PCR was performed on venous samples at delivery at the Infectious Diseases Research University of the Universidad Peruana Cayetano Heredia in Lima, Peru according to established protocols [14–16]. Multiplex PCR targeting T. cruzi satellite DNA and an exogenous Internal Amplification Control (IAC) was performed. The IAC plasmid was added at 3 µL per sample lysate prior to extraction.
Each 300 µL blood clot sample was combined with the IAC and subjected to mechanical lysis using the FastPrep-24 Instrument (MP Biomedicals, Solon, OH, USA) at 5.5 m/s for 30 seconds in Lysing Matrix E tubes (MP Biomedicals). DNA was subsequently purified using the High Pure PCR Template Preparation Kit (Roche Diagnostics, Mannheim, Germany), following the manufacturer’s instructions. DNA was subsequently purified using the High Pure PCR Template Preparation Kit (Roche Diagnostics, Mannheim, Germany). For quantitative PCR, 5 µL of extracted DNA were used as template. Amplifications were carried out in a total reaction volume of 20 µL using the FastStart Essential DNA Probes Master (Roche) and run on the LightCycler 96 System (Roche Molecular Systems Inc., Pleasanton, CA, USA). Data were analyzed using LightCycler 96 software version 1.1.
Statistics
Statistics were performed in Stata 18.0. Cohort characteristics were described using counts and percentages for categorical variables and mean (standard deviation [SD]) for continuous variables. We presented these both overall and by hospital region, T. cruzi circulation zone, and T. cruzi transmission status, using two sample t-tests, chi-square tests, or one-way ANOVA as appropriate. Newborn characteristics were presented overall and by T. cruzi PCR positivity. P-values <0.05 were considered statistically significant.

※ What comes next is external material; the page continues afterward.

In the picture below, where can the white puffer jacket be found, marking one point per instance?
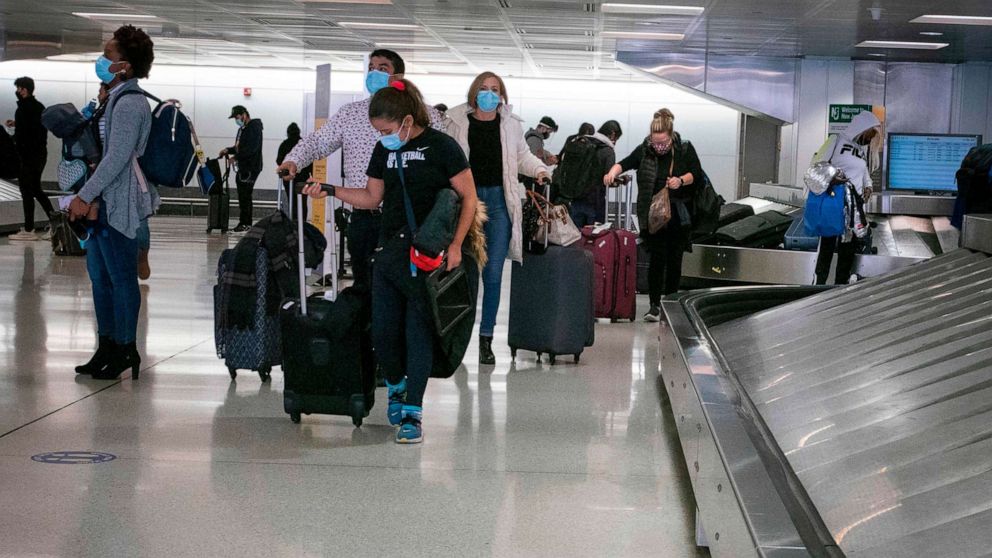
(517, 159)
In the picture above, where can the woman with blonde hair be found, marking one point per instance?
(493, 140)
(663, 160)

Given the imperfect specificity of the OnSite Chagas Ab Combo Rapid Test (87.3% according to one recent study), each analysis was repeated in a sensitivity analysis limited to women who had at least one positive confirmatory test for Chagas disease through rapid test, IHA, or ELISA [17].
Geographic information systems (GIS) maps were constructed using ArcGIS Pro 3.1 software and Adobe Photoshop 2025. The basemap shapefiles were downloaded from the Bolivian Digital Center of Natural Resources through the Universidad Mayor de San Andrés [18]. A plot of parasite load was constructed using Excel Version 16.99.
Results
Cohort characteristics
From September 2020 to March 2023, 238 pregnant women with a history of Chagas disease prior to delivery were enrolled (Table 1 and Fig 4). These women delivered a total of 242 infants; four women delivered twins. Participants had a mean age of 28.7 years (SD 6.8, range 13–44), 38.2% had graduated high school, and 71.4% were homemakers. About half of participants had a known family history of Chagas disease.
The map was constructed using ArcGIS Pro 3.1 software and Adobe Photoshop 2025. The basemap shapefiles were downloaded from the Bolivian Digital Center of Natural Resources (https://cdrnbolivia.com/index.htm).
Participants by vector circulation zone
Women from high circulation zones were more likely to live in homes with mud walls (30.9% vs. 8.1%, p < 0.001) and thatched roofs composed of palm or reeds (18.0% vs. 2.0%, p < 0.001) compared to women from low circulation zones (Table 1). In contrast, women from low circulation zones were more likely to live in homes with brick or cement walls (87.9% vs. 70.5%, p = 0.002). Women from high circulation zones were more likely to report seeing triatomine bugs in their home (55.5% vs. 34.3%, p = 0.001).
Women from high circulation zones were significantly less likely to own a refrigerator (69.1% vs. 80.8%, p = 0.042). They were also less likely to own a television (83.5% vs. 91.9%, p = 0.056) and less likely to have a high school education (31.7% vs. 47.5%, p = 0.10), although these comparisons did not reach statistical significance.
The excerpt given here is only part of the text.